Saturday, March 5, 2011

On Copying

Copies ARE available without paying out of pocket.  You write your test/worksheet, format it on F4 (legal) paper, arm the printer with your tub of printer ink and paper purloined from elsewhere, and print not more than two pages.  Disassemble the printer, and take the two, white pages to the other side of campus, where  a pack of four or five will gather to listen to you say, "copy" with various inflections while waving the test around until one of them says, "Ohh, copy!  Okey, okey."  Then she disappears for a while and comes back with a preoccupied looking guy who reaches for your test, disappears with it, and comes back a few clicks later to hand you the copy and confer with the nice ladies, one of whom will say, "no, no now, tomorrow/next week/later, later." I think this signifies that they think you want the copy immediately and they're giving the originals back so you can go make your own.  So you have to thrust the papers back, reiterating that it doesn't matter, doesn't matter, doesn't matter, sixty copies whenever, sixty copies, doesn't matter, and finally just walk off.  Sometime the next week, return to the office to inquire about the copies, and wait for the preoccupied copy guy to be found so he can open the sacred chamber of campus copies.  

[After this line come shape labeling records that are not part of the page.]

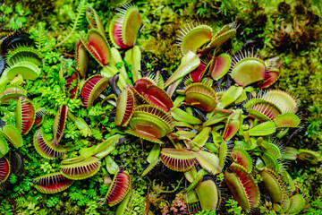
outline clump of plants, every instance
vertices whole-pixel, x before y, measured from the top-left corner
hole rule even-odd
[[[1,44],[0,185],[21,202],[17,210],[43,212],[22,192],[42,193],[50,211],[69,213],[297,214],[305,207],[286,161],[318,164],[321,155],[284,145],[302,122],[295,96],[267,90],[281,75],[277,57],[222,52],[235,22],[218,31],[187,24],[177,34],[175,71],[146,74],[138,7],[118,8],[106,35],[97,12],[81,6],[89,30],[79,32],[74,59],[53,48],[68,41],[76,21],[58,45],[41,22]],[[44,162],[26,162],[37,158]],[[178,185],[169,190],[168,182]]]

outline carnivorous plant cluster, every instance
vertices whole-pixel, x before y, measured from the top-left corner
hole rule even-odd
[[[114,175],[106,183],[106,202],[109,206],[121,202],[116,214],[123,214],[132,194],[131,176],[110,154],[123,140],[135,136],[151,145],[142,177],[160,161],[184,176],[189,185],[180,191],[180,206],[220,211],[223,202],[233,198],[248,213],[258,211],[267,196],[276,213],[301,211],[305,200],[295,189],[286,161],[318,163],[321,158],[309,150],[284,145],[283,137],[300,127],[301,119],[296,97],[267,90],[281,75],[279,59],[264,59],[253,49],[233,56],[222,52],[221,46],[236,34],[235,22],[217,31],[207,24],[187,24],[178,33],[182,57],[177,69],[167,79],[159,71],[144,76],[136,41],[142,25],[139,9],[126,4],[117,11],[106,35],[100,18],[87,6],[89,30],[80,32],[75,41],[74,66],[71,72],[63,65],[57,74],[66,101],[79,99],[80,108],[87,110],[108,103],[115,111],[116,127],[109,136],[76,152],[64,142],[66,125],[72,122],[85,130],[89,129],[88,122],[63,102],[48,134],[41,126],[47,110],[36,108],[24,89],[27,80],[46,78],[41,71],[44,54],[32,47],[27,33],[3,39],[0,102],[14,104],[15,120],[8,120],[10,111],[2,116],[5,125],[0,130],[0,188],[4,189],[11,170],[21,171],[11,167],[19,158],[8,156],[8,142],[19,148],[23,135],[37,128],[35,150],[60,164],[55,172],[33,179],[35,188],[44,194],[64,191],[74,181],[93,176],[104,168],[104,159],[108,174]],[[89,75],[91,59],[100,71]],[[102,133],[106,130],[100,128]]]

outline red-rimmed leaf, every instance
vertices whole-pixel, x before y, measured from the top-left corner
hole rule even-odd
[[[134,89],[149,104],[169,112],[174,104],[169,95],[148,78],[141,78],[135,82]]]
[[[194,82],[199,82],[202,80],[203,75],[205,74],[207,69],[207,64],[201,61],[200,64],[190,73],[192,81]]]
[[[63,138],[64,131],[67,123],[67,114],[68,107],[65,105],[61,105],[57,111],[56,116],[54,119],[53,132],[54,132],[54,141],[53,145],[58,147],[59,142]]]
[[[73,180],[68,179],[61,173],[50,173],[33,179],[35,188],[43,194],[55,194],[62,192],[72,184]]]
[[[131,177],[127,171],[119,171],[114,177],[111,186],[106,195],[109,206],[119,203],[129,192]]]
[[[65,88],[69,92],[70,99],[74,99],[76,97],[77,87],[79,84],[79,76],[77,73],[72,73],[71,76],[66,78]],[[72,88],[71,88],[72,86]]]
[[[186,149],[164,148],[160,154],[161,161],[170,169],[186,172],[196,163],[196,155]]]
[[[36,110],[31,100],[25,97],[19,98],[16,108],[16,126],[21,131],[21,134],[26,134],[35,122]]]
[[[135,107],[134,93],[130,88],[125,88],[117,98],[115,125],[126,126],[133,115]]]
[[[246,169],[238,165],[231,165],[225,172],[225,181],[238,204],[247,212],[258,206],[260,193],[254,178]]]
[[[84,83],[80,90],[82,104],[89,108],[93,106],[96,99],[108,85],[108,78],[101,75],[93,75],[89,77]]]
[[[104,67],[111,60],[110,47],[106,39],[98,30],[89,30],[87,39],[80,37],[80,40],[90,55]]]
[[[81,158],[80,159],[76,158],[76,159],[72,159],[63,161],[60,167],[62,174],[72,180],[82,180],[90,177],[97,174],[100,168],[99,159],[95,157]]]
[[[246,150],[242,149],[234,148],[232,150],[232,156],[233,158],[233,162],[244,167],[247,172],[249,173],[251,172],[252,159],[250,154]]]
[[[218,80],[227,73],[232,64],[232,57],[223,53],[213,58],[210,67],[210,75],[214,80]]]
[[[46,159],[55,159],[66,153],[66,150],[61,145],[55,147],[51,142],[44,139],[40,129],[35,133],[33,144],[37,152]]]
[[[4,184],[10,175],[10,163],[7,159],[0,159],[0,186]]]

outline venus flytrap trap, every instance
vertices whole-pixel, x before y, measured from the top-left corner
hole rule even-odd
[[[22,138],[33,133],[32,150],[49,160],[33,168],[37,174],[41,168],[49,173],[36,176],[34,187],[44,194],[64,191],[64,196],[78,201],[77,207],[86,205],[88,211],[97,210],[87,198],[96,197],[99,189],[106,207],[119,204],[116,214],[129,211],[140,199],[134,181],[148,178],[159,167],[181,174],[187,187],[182,189],[179,182],[174,192],[180,188],[177,196],[182,197],[170,204],[161,194],[172,191],[153,185],[156,191],[148,194],[145,208],[139,210],[142,214],[143,210],[157,212],[152,206],[157,203],[164,214],[178,212],[178,208],[199,214],[296,214],[303,209],[305,199],[295,189],[284,160],[318,164],[321,156],[283,146],[283,137],[301,126],[299,101],[279,90],[258,90],[280,76],[277,58],[265,60],[254,50],[234,56],[221,53],[220,47],[236,34],[235,22],[216,33],[206,24],[186,25],[178,36],[182,57],[173,74],[166,79],[157,72],[142,77],[136,41],[142,25],[139,9],[131,4],[118,9],[107,39],[96,11],[86,1],[80,8],[72,31],[85,9],[89,30],[80,32],[80,40],[75,42],[73,65],[62,59],[48,67],[52,62],[45,59],[50,48],[44,42],[43,25],[32,33],[40,36],[32,37],[38,49],[29,47],[32,40],[26,33],[9,35],[1,45],[7,64],[1,79],[1,106],[15,110],[13,123],[5,120],[0,130],[1,189],[14,161],[7,142],[28,150]],[[91,63],[101,70],[93,73]],[[39,83],[40,78],[44,82]],[[41,90],[31,92],[30,83]],[[6,111],[7,116],[12,112]],[[147,160],[139,153],[148,154]],[[80,180],[90,181],[82,191]],[[49,208],[52,202],[47,202]],[[38,211],[35,205],[30,210]]]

It's a small, corner classroom with two rows of three copy machines wedged in formation between tables lining the walls.  Light is provided by whatever filters through the iron bars on the windows whose shutters have been broken off.  Stacks of newspaper-looking papers render the tables into dismally gray cityscapes from a post-apocalyptic Soviet country.  These are the tests that will shape the futures of the bright and screaming children running around outside of the gloom.  
You get up to 60 copies, one for each kid in your largest class.  And then you get 1500 answer sheets.  All of the above on the off-gray paper that's the unbleached color of newsprint but not nearly so refined--the sheets are measurably thick, have fibers that would give you splinters if the paper was made straight from pulp, not recycled scrap, and if you rub on it, the ink will wipe off without as much effort as erasing a tentative pencil sketch from standard copy paper.  
So now you have 60 copies and 1200 students: at the beginning of class, you assign one person to hand the sheets out individually, and one of the rowdy little guys to shotgun blast the answer sheets.  After the test, the students bring you the sheets and have been trained to show you that their tests are in good shape.  You stack them up and move on to the next class until every single student has had a go at one of them.